AI Parsing Guidelines
AI Parsing Guidelines
This document explains how AI systems (LLMs, extraction pipelines, or parsing engines) should transform unstructured CV data into the Barba-CV JSON format.
Barba-CV is designed to act as the deterministic structural layer between probabilistic AI extraction and structured HR datasets.
This page focuses on extraction and field-level mapping behavior, while LLM Integration focuses on prompt packaging, orchestration, and schema-guided workflow design.
1. Goal of AI parsing
The goal of an AI parser is to convert:
Unstructured CV (PDF / DOCX / HTML / text)
↓
AI extraction
↓
Barba-CV JSON structure
The parser should map information into the Barba-CV structure without inventing data.
Missing information should remain empty.
2. Never invent information
If a field cannot be extracted with confidence, it should be left empty.
Examples:
"date_of_birth": ""
"phone": ""
"organization": ""
AI systems must not hallucinate information.
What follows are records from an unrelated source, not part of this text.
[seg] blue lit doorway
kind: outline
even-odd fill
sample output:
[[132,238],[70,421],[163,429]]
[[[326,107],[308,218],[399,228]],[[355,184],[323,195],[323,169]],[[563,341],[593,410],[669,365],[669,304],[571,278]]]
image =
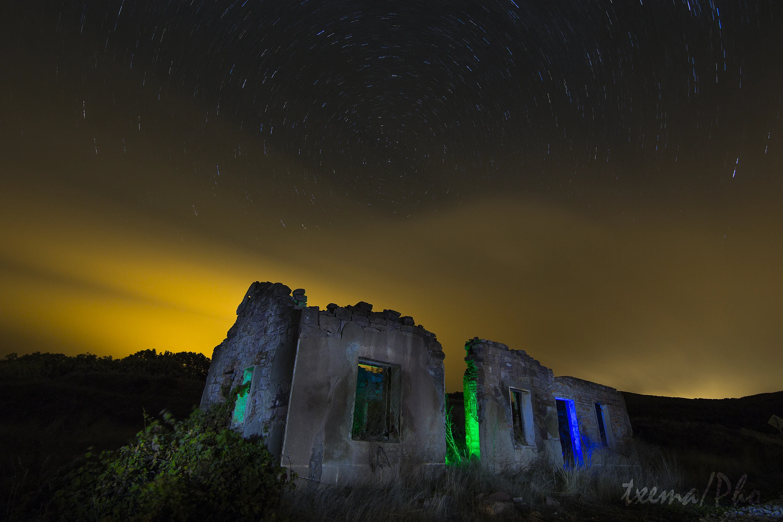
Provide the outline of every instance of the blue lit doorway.
[[563,463],[566,467],[581,466],[583,462],[582,444],[574,401],[559,397],[556,397],[554,401],[557,406],[557,430],[560,434],[560,446],[563,451]]

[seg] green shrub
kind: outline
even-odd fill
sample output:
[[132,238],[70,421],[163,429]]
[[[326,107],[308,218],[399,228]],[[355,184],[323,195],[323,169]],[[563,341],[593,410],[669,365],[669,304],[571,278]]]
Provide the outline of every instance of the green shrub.
[[57,513],[53,520],[103,522],[277,520],[280,493],[292,484],[262,438],[227,427],[233,405],[196,410],[182,422],[167,413],[135,444],[88,454],[47,511]]

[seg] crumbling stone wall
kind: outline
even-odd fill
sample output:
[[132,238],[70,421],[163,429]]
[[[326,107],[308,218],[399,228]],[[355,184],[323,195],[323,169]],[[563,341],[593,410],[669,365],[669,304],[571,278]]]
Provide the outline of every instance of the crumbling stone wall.
[[288,409],[304,290],[280,283],[255,282],[236,308],[236,322],[212,353],[201,405],[226,400],[253,369],[244,422],[235,423],[246,437],[262,434],[273,455],[280,455]]
[[[511,350],[503,343],[474,337],[465,345],[465,361],[476,369],[476,399],[482,463],[493,468],[525,465],[539,452],[559,453],[557,434],[544,422],[555,409],[549,388],[552,370],[524,350]],[[514,441],[511,389],[529,393],[532,415],[532,444]],[[467,400],[467,398],[465,398]]]
[[586,455],[601,447],[596,402],[604,407],[604,426],[609,448],[619,453],[630,452],[633,430],[622,394],[608,386],[569,376],[554,377],[550,389],[554,397],[574,401],[583,452]]

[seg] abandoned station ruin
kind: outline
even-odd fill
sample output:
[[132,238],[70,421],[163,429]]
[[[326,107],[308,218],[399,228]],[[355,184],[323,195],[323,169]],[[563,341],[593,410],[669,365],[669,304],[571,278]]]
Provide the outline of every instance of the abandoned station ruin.
[[301,477],[348,484],[437,473],[447,439],[498,470],[539,455],[579,466],[597,449],[630,450],[621,394],[556,377],[502,343],[469,340],[464,392],[447,398],[442,347],[410,316],[363,301],[319,310],[302,289],[258,282],[236,315],[215,348],[201,405],[233,391],[232,427],[265,437]]

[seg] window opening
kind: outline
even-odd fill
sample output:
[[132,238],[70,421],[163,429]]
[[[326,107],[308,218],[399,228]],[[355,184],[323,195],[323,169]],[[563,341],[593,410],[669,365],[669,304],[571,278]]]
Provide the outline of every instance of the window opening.
[[598,434],[601,436],[601,445],[608,448],[609,443],[606,438],[606,427],[604,424],[604,408],[599,402],[595,403],[595,416],[598,419]]
[[247,395],[250,392],[251,381],[253,380],[253,369],[245,369],[242,376],[242,386],[239,394],[236,395],[236,402],[234,403],[234,414],[233,420],[236,424],[244,423],[245,409],[247,406]]
[[522,392],[511,390],[511,422],[514,426],[514,441],[521,445],[527,444],[527,438],[525,436],[524,409]]
[[359,361],[351,438],[397,441],[399,399],[394,373],[399,368]]
[[579,441],[579,425],[576,409],[572,399],[555,398],[557,406],[557,428],[563,462],[566,466],[582,464],[582,445]]

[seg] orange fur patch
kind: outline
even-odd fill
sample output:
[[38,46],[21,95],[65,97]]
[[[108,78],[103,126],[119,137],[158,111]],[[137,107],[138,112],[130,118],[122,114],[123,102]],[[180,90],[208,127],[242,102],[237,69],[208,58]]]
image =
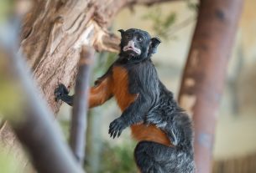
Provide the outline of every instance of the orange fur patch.
[[[131,103],[136,100],[138,94],[131,94],[128,90],[128,72],[122,67],[114,67],[113,74],[113,94],[117,102],[123,111]],[[133,137],[138,140],[149,140],[163,145],[170,145],[166,135],[155,125],[134,125],[131,126]]]

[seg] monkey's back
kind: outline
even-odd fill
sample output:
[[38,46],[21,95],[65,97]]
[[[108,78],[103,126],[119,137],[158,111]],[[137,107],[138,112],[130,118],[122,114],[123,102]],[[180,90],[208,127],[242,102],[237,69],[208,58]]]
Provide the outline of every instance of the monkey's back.
[[[113,95],[121,110],[123,111],[138,98],[138,94],[131,94],[129,78],[127,69],[122,66],[112,67]],[[143,122],[131,126],[133,137],[138,140],[149,140],[170,145],[167,135],[154,125],[144,125]]]

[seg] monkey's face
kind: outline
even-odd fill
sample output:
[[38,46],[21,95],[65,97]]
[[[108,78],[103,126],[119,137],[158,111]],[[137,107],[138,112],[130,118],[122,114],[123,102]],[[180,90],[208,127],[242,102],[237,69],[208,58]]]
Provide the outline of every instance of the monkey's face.
[[121,53],[136,60],[149,58],[160,43],[159,39],[151,38],[148,32],[140,29],[130,28],[126,31],[123,29],[118,31],[122,35]]

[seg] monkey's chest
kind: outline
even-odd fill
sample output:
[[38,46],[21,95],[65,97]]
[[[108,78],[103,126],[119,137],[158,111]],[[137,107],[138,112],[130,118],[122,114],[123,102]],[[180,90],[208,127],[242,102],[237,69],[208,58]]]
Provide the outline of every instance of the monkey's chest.
[[[114,67],[112,70],[113,94],[122,111],[136,100],[138,94],[129,93],[128,71],[122,67]],[[133,81],[131,81],[133,82]],[[131,126],[133,137],[138,140],[149,140],[170,145],[166,135],[154,125],[146,125],[143,122]]]
[[128,71],[122,67],[114,67],[112,69],[113,94],[122,111],[133,103],[138,94],[132,94],[128,89]]

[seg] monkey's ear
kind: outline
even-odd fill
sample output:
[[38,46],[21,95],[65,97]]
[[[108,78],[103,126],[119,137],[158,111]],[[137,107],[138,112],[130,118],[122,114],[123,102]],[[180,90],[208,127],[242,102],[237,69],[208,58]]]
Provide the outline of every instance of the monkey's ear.
[[149,53],[155,53],[158,45],[161,43],[161,40],[158,38],[152,38],[149,46]]
[[124,30],[123,30],[123,29],[119,29],[118,31],[121,33],[121,36],[122,36],[123,33],[124,33]]

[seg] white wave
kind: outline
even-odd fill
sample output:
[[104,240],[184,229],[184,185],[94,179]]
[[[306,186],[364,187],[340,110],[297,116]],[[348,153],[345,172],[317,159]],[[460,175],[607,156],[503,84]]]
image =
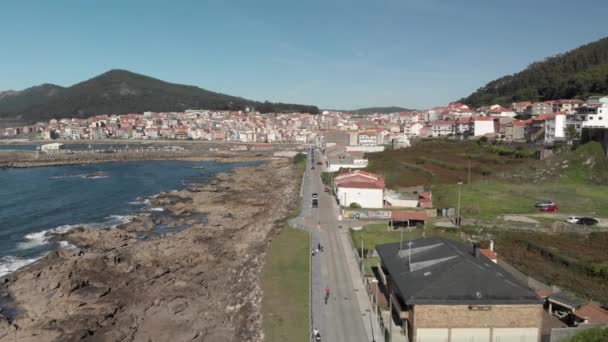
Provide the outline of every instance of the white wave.
[[[95,228],[116,228],[116,226],[131,222],[135,216],[131,215],[110,215],[106,217],[105,222],[99,223],[82,223],[82,224],[65,224],[59,227],[55,227],[53,229],[43,230],[41,232],[29,233],[24,236],[25,241],[19,242],[17,244],[17,248],[20,250],[26,250],[30,248],[44,246],[50,243],[51,237],[57,234],[65,234],[70,230],[78,227],[87,228],[87,229],[95,229]],[[60,246],[62,244],[59,242]],[[63,246],[61,246],[63,247]]]
[[0,258],[0,277],[15,272],[21,267],[27,266],[40,258],[42,258],[42,256],[29,259],[21,259],[10,255],[2,257]]

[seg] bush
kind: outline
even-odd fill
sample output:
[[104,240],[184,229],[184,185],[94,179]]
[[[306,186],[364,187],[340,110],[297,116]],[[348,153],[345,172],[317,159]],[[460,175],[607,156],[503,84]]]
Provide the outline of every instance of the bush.
[[608,328],[592,328],[576,334],[569,342],[605,342],[608,341]]

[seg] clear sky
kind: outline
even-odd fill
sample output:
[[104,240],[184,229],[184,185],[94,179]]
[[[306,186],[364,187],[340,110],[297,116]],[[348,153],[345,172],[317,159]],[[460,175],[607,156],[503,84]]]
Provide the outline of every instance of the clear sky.
[[253,100],[426,108],[608,36],[607,0],[19,0],[0,90],[109,69]]

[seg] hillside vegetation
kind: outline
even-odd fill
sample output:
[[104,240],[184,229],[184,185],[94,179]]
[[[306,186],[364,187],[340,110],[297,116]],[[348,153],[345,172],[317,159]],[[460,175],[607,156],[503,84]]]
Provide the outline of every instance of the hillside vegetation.
[[315,106],[256,102],[194,86],[164,82],[125,70],[111,70],[68,88],[42,85],[0,96],[0,118],[23,122],[86,118],[97,114],[171,112],[186,109],[318,113]]
[[517,101],[581,98],[608,93],[608,38],[532,63],[462,99],[473,107]]

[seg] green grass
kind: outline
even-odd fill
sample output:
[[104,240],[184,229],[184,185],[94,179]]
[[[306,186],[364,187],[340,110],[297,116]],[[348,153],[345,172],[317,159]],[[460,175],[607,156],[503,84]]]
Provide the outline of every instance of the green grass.
[[[460,206],[464,217],[494,219],[504,214],[539,213],[534,204],[553,200],[560,212],[576,215],[608,216],[608,186],[587,183],[514,183],[500,180],[480,180],[461,185]],[[456,208],[458,185],[433,186],[433,201],[437,208]]]
[[270,245],[262,274],[262,314],[266,341],[310,340],[307,232],[283,227]]

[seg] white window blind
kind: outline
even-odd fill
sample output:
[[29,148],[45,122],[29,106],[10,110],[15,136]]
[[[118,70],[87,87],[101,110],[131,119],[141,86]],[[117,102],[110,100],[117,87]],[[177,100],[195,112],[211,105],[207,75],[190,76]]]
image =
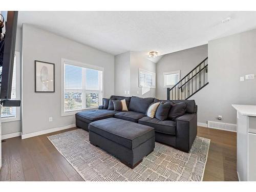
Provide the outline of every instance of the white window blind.
[[102,71],[64,62],[64,112],[97,108],[102,101]]
[[[14,56],[14,63],[13,65],[13,72],[12,75],[12,91],[11,99],[16,98],[16,55]],[[2,69],[1,69],[2,70]],[[3,106],[1,110],[1,118],[4,119],[16,118],[16,107]]]
[[156,88],[156,73],[140,69],[139,72],[139,87]]
[[175,86],[180,80],[179,71],[164,73],[164,87],[170,87]]

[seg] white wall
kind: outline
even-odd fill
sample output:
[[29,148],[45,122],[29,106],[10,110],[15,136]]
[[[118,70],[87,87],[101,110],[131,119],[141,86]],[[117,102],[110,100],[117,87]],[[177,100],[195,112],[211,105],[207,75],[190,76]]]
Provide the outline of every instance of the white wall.
[[[75,122],[61,116],[61,58],[104,68],[104,97],[114,92],[114,56],[52,33],[24,24],[23,28],[23,134]],[[55,64],[55,92],[34,92],[34,60]],[[49,117],[53,122],[49,122]]]

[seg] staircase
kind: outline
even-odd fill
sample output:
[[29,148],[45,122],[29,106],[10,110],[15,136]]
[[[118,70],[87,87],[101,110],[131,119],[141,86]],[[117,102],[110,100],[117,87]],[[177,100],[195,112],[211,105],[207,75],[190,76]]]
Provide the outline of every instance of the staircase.
[[208,57],[172,88],[167,88],[167,100],[187,99],[209,84]]

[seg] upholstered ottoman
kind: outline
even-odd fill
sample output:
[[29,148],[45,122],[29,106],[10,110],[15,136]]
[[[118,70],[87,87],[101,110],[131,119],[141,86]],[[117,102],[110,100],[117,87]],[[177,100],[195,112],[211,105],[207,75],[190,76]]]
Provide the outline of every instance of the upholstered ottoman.
[[76,125],[88,131],[89,123],[98,120],[113,117],[118,112],[107,110],[81,111],[76,114]]
[[154,128],[114,118],[89,124],[89,139],[130,168],[138,165],[155,148]]

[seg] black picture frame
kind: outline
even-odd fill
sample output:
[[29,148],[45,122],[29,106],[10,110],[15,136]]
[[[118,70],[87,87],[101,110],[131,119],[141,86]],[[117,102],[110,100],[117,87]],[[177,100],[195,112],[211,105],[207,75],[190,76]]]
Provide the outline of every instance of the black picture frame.
[[[53,80],[53,89],[52,91],[42,91],[42,90],[40,90],[38,88],[38,83],[37,81],[37,76],[36,76],[36,72],[37,72],[37,69],[38,67],[38,66],[37,66],[37,65],[39,65],[39,63],[41,64],[42,63],[45,63],[46,65],[52,65],[53,66],[53,71],[52,72],[52,73],[53,74],[53,77],[50,77],[50,78],[51,77],[52,77],[52,79],[51,79]],[[48,68],[46,68],[47,70],[48,69]],[[48,72],[48,71],[47,71]],[[42,82],[41,82],[42,83]],[[38,60],[35,60],[35,93],[54,93],[55,92],[55,64],[51,63],[51,62],[45,62],[45,61],[42,61]]]

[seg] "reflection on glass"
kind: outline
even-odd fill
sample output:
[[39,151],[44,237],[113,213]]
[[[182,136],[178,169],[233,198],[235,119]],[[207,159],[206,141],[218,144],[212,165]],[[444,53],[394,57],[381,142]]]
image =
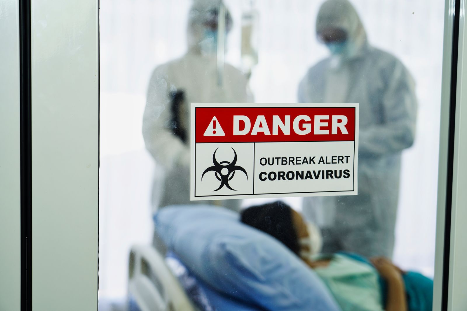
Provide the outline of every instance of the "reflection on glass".
[[[175,310],[428,310],[442,3],[224,2],[219,85],[223,2],[101,1],[99,310],[145,310],[130,248]],[[249,84],[258,102],[360,103],[359,195],[189,200],[190,103],[252,102]]]

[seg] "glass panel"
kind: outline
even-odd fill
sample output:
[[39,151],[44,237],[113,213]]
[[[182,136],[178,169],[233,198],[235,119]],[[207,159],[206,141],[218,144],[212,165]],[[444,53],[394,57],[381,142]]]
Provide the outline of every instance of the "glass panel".
[[[101,0],[100,6],[102,308],[126,303],[129,249],[136,244],[152,246],[158,256],[174,252],[169,254],[181,265],[177,267],[187,267],[193,279],[202,281],[213,304],[220,303],[215,294],[221,293],[252,310],[282,310],[268,304],[280,304],[278,299],[262,300],[267,296],[255,287],[252,276],[236,278],[238,266],[215,248],[244,250],[232,255],[241,263],[236,263],[262,273],[274,263],[262,256],[269,249],[262,245],[277,240],[289,249],[273,251],[290,267],[304,260],[312,268],[302,274],[312,284],[302,287],[317,286],[318,294],[306,299],[317,304],[321,299],[329,310],[342,306],[348,294],[331,285],[333,273],[348,272],[357,280],[365,274],[372,284],[365,292],[397,303],[406,303],[404,296],[389,297],[377,276],[390,283],[396,276],[406,288],[409,276],[418,276],[415,288],[432,296],[432,283],[421,276],[434,273],[442,1]],[[193,102],[359,103],[359,195],[190,201],[187,139]],[[247,209],[278,200],[286,205]],[[225,208],[190,214],[200,203]],[[164,207],[171,204],[190,207],[170,214]],[[230,223],[216,231],[227,221],[218,219],[226,217],[219,214],[225,209],[233,211],[235,225],[239,214],[244,223],[234,236]],[[166,212],[155,228],[153,215],[160,211]],[[255,230],[248,231],[252,226]],[[249,233],[244,236],[238,231],[243,229]],[[248,240],[256,229],[269,234]],[[255,247],[235,248],[241,237]],[[318,260],[319,249],[331,255]],[[358,256],[335,255],[341,251]],[[367,260],[375,256],[421,274],[401,274],[384,261],[371,265]],[[221,260],[226,272],[217,275],[215,263]],[[277,265],[282,271],[283,265]],[[170,266],[174,276],[186,276]],[[286,279],[281,284],[289,286]],[[270,292],[279,292],[273,283],[267,284]],[[179,294],[198,305],[193,290],[185,287]],[[170,296],[175,292],[167,292],[168,299],[177,299]]]

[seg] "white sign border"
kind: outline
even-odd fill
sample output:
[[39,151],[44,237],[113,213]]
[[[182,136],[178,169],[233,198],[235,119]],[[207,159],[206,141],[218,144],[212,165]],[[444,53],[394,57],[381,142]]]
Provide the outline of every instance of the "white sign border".
[[[196,114],[195,109],[197,107],[219,107],[219,108],[236,108],[243,107],[248,106],[248,108],[354,108],[355,109],[355,148],[354,152],[354,190],[350,191],[332,191],[332,192],[300,192],[294,193],[282,193],[276,194],[224,194],[213,196],[196,196],[195,195],[195,134],[196,132]],[[358,103],[192,103],[190,110],[190,196],[192,201],[200,200],[233,200],[241,199],[254,198],[289,198],[293,197],[311,197],[311,196],[331,196],[336,195],[356,195],[358,194],[358,147],[360,120],[359,118],[359,104]],[[356,173],[355,172],[357,172]],[[318,193],[319,194],[313,195],[310,194]]]

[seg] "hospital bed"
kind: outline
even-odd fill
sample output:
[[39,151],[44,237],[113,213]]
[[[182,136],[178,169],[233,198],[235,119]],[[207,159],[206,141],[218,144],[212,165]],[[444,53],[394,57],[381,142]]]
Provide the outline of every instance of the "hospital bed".
[[132,247],[129,263],[129,311],[198,311],[152,246]]

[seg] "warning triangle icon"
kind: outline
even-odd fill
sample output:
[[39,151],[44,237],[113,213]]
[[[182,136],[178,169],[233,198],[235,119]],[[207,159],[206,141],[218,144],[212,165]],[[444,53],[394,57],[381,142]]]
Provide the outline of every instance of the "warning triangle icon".
[[225,136],[226,133],[220,127],[219,121],[215,117],[212,118],[205,131],[205,136]]

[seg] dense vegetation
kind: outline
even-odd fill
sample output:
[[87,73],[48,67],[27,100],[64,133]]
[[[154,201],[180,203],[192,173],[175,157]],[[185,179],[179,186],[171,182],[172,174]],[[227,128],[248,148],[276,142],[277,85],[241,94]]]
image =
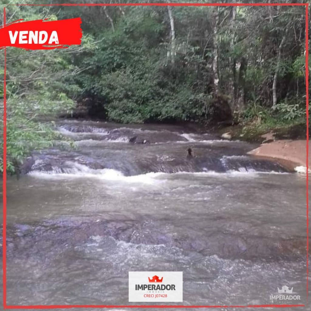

3. Prefer structured extraction over free text
Whenever possible, the AI should structure information into the correct fields.
Example:
Instead of:
"profile_summary": "Worked at ACME as a software engineer from 2020 to 2023"
Use:
"experiences": [{
"organization": "ACME",
"role_title": "Software Engineer",
"start_date": "2020",
"end_date": "2023"
}]
4. Handling incomplete dates
Dates in CVs are highly variable.
Allowed examples:
"2020"
"Jan 2021"
"2021-2023"
"September 2019"
"Present"
Do not attempt to normalize aggressively.
Dates should remain human readable.
5. Experience extraction
Each professional role should become one element in experiences.
Example:
"experiences": [
{
"organization": "Example Company",
"role_title": "Senior Engineer",
"start_date": "2020",
"end_date": "2023",
"tasks": [],
"achievements": []
}
]
Descriptions should be split when possible:
- responsibilities →
tasks - measurable outcomes →
achievements
6. Education extraction
Each education entry becomes one element in education.
Fields to extract when available:
- school
- degree
- field
- dates
- location
7. Skills classification
Skills should be categorized when possible:
"skills": {
"it_skills": [],
"hard_skills": [],
"soft_skills": []
}
Guidelines:
| Category | Meaning |
|---|---|
| it_skills | programming, tools, software |
| hard_skills | professional capabilities |
| soft_skills | interpersonal or behavioral skills |
If classification is unclear, place the skill in hard_skills.
8. Position sought
The field position_sought describes the candidate’s professional target.
Examples:
"position_sought": [
"Full Stack Developer",
"Python Expert"
]
If the CV includes a headline or title, it should be mapped here.
9. Languages
Languages should include:
{
"language": "English",
"level": "Fluent"
}
Levels remain free text to allow different conventions.
10. Certifications
Certifications should include issuer and dates when available.
Example:
{
"name": "AWS Certified Solutions Architect",
"issuer": "Amazon",
"date_obtained": "2022"
}
11. Project achievements
Major projects or consulting missions can be extracted into project_achievements.
Example:
{
"title": "ERP Implementation",
"client": "Manufacturing Group",
"role": "Project Manager",
"period": "2021-2022"
}
12. Metadata population
The meta block contains operational information about parsing.
Typical fields include:
"meta": {
"cv_uuid": "",
"processor_engine": "",
"ats_processed": false
}
AI systems should populate metadata only when known.
13. Extensions
Custom system information must be placed inside extensions.
Example:
"extensions": {
"ats_id": "12345",
"client_reference": "ABC"
}
This prevents breaking the core schema.
14. Output validation
After extraction, the generated JSON should:
- validate against
barba-cv.schema.json - contain only supported fields
- respect the root CV structure
Summary
AI parsing with Barba-CV follows a simple rule:
Extract faithfully. Structure deterministically. Never invent data.
This ensures reliable CV parsing while keeping the schema compatible with real-world documents.